Wednesday, July 22, 2009

All or Nothing

My argument has always been thus: believe whatever you want to believe, but don't push that belief on other people or deride them for believing differently.

You'd think this would be an easy argument.

There are small-minded people who think that their way is the only way and that they have the right to determine how other people should think. We watch news broadcasts about the Taliban and talk about how evil they are, inflicting their oppressive dogma on the populace in other countries. And yet, the same people who call this "wrong" are often the same who want to make their particular dogma the standard in America.

What's wrong with this picture? Plenty. You can figure it out.

The religious right in this country has taken a Taliban-like approach, albeit it quiet and insidious. They try to make one religion the standard for all people, and -- even worse -- try to instill it into public schools where children have yet to make up their own minds about religion. (I could write pages on how the concept of the separation of church and state is dead. But I will spare you that diatribe.)
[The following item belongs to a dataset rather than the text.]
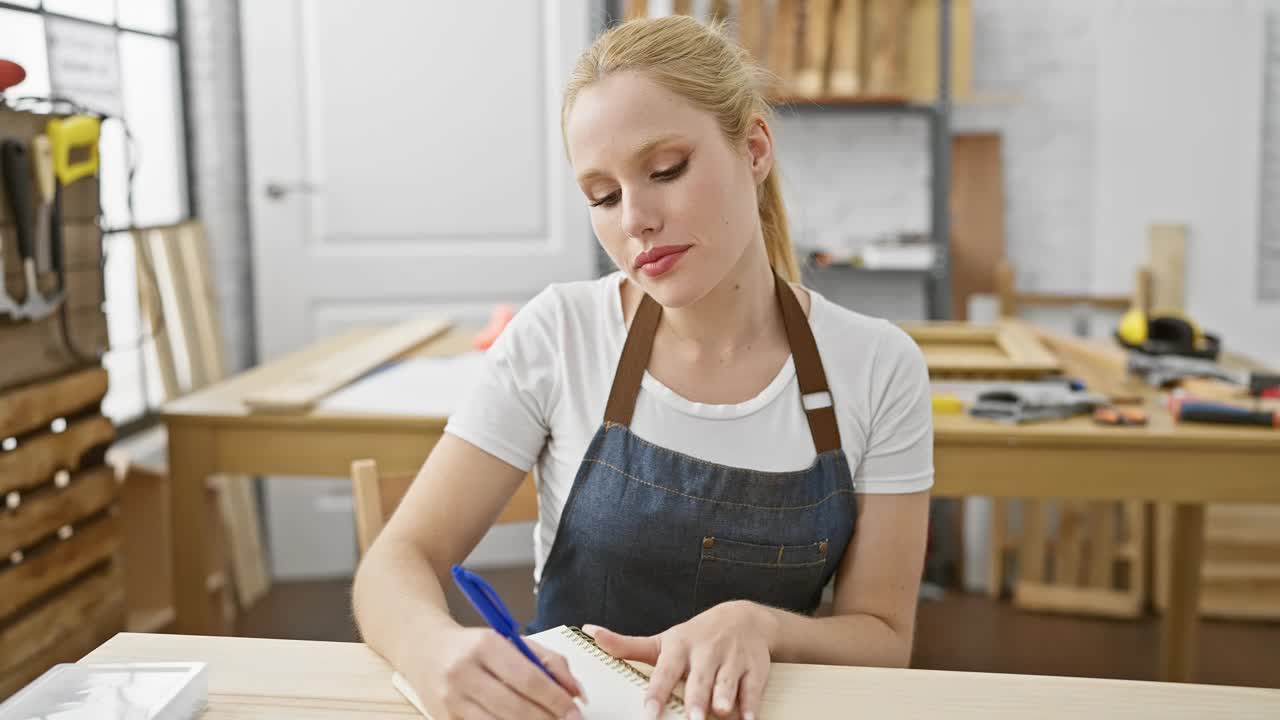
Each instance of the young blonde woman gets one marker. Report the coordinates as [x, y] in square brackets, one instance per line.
[712, 442]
My point is this: either teach all religions or teach none. If this is truly a melting pot of cultures and beliefs, and if we honestly want to give children an overview of the world, then provide a course that teaches religions of the world: Judaism, Islam, Christianity, Buddhism, Shintoism, Taoism, Hare Krishna, etc. All are valid in the overall discussion of belief. If you do not want to be exclusionary, then teach all of them or teach none.

What's that? You think yours is "the way" and "the truth"? Get in line. Just don't try selling it in our schools.